The Florence Griswold Museum

The centerpiece of town is a mustard-yellow 1817 mansion where, starting in the 1890s, a widow named Florence Griswold took in a rotating cast of American Impressionist painters as boarding-house guests. They repaid her in kind — literally, painting directly onto her dining room doors and wall panels, which are still there, a strange and wonderful record of a whole movement working out its ideas on a landlady’s woodwork. We wandered the riverside gardens afterward, laid out to recreate what the painters themselves would have seen, irises and daylilies leaning toward the same water they once put on canvas.

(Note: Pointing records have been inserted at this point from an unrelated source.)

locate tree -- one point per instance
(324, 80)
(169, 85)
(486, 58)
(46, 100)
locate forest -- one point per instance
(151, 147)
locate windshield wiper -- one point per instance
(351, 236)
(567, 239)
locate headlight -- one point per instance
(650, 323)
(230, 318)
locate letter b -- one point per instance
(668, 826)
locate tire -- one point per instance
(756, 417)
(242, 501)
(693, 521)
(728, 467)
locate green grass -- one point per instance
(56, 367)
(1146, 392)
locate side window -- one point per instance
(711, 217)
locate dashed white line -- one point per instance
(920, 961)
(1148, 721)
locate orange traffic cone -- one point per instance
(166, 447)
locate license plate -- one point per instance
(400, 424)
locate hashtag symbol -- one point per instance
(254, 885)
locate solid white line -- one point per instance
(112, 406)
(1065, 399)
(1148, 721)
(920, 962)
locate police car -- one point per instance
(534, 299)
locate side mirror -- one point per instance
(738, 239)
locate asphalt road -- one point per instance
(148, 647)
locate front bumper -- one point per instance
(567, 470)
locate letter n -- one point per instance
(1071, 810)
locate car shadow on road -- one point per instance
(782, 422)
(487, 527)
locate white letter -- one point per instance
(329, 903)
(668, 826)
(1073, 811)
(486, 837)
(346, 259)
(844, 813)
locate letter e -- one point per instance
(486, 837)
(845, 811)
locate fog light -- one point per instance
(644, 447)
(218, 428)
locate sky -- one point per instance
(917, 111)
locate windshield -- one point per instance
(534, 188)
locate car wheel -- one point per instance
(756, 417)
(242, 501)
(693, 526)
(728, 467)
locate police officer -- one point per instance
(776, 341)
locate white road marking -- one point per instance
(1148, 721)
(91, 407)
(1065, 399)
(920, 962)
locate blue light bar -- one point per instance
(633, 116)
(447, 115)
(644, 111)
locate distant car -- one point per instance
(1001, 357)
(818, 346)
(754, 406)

Impressionist-painted door panels inside the Florence Griswold Museum in Old Lyme, Connecticut

Lyme Street and the meetinghouse

Lyme Street itself is a straight run of white clapboard houses and elms so complete it’s a National Historic Landmark district, anchored by the First Congregational Church, whose tall steeple has been painted by nearly every artist who ever set up an easel in town. We had coffee at a small shop that doubles as a gallery for the Lyme Art Association next door, still an active painters’ cooperative, and watched two students sketching the church from folding stools on the sidewalk, unselfconsciously continuing a tradition that’s never really stopped.

Rogers Lake and the river’s edge

South of the historic district, we drove down to where the river opens into the Sound near Old Lyme Shores, watching ospreys work the shallows at low tide. Rogers Lake, a smaller freshwater pond a few minutes inland, gave us a quieter afternoon — we rented a canoe from a dock with an honor-system cash box and paddled past lily pads while a heron ignored us completely. It’s a town built for exactly that pace.

Getting There

Bradley International Airport (BDL) outside Hartford is the closest major airport, about an hour’s drive south on I-91 and I-95. From New York City, it’s roughly two hours east on I-95, and Amtrak’s Northeast Regional also stops in nearby Old Saybrook, a short taxi ride away. A car makes exploring the gardens, the lake, and the coastline far easier, though the historic district itself is entirely walkable once you’ve parked.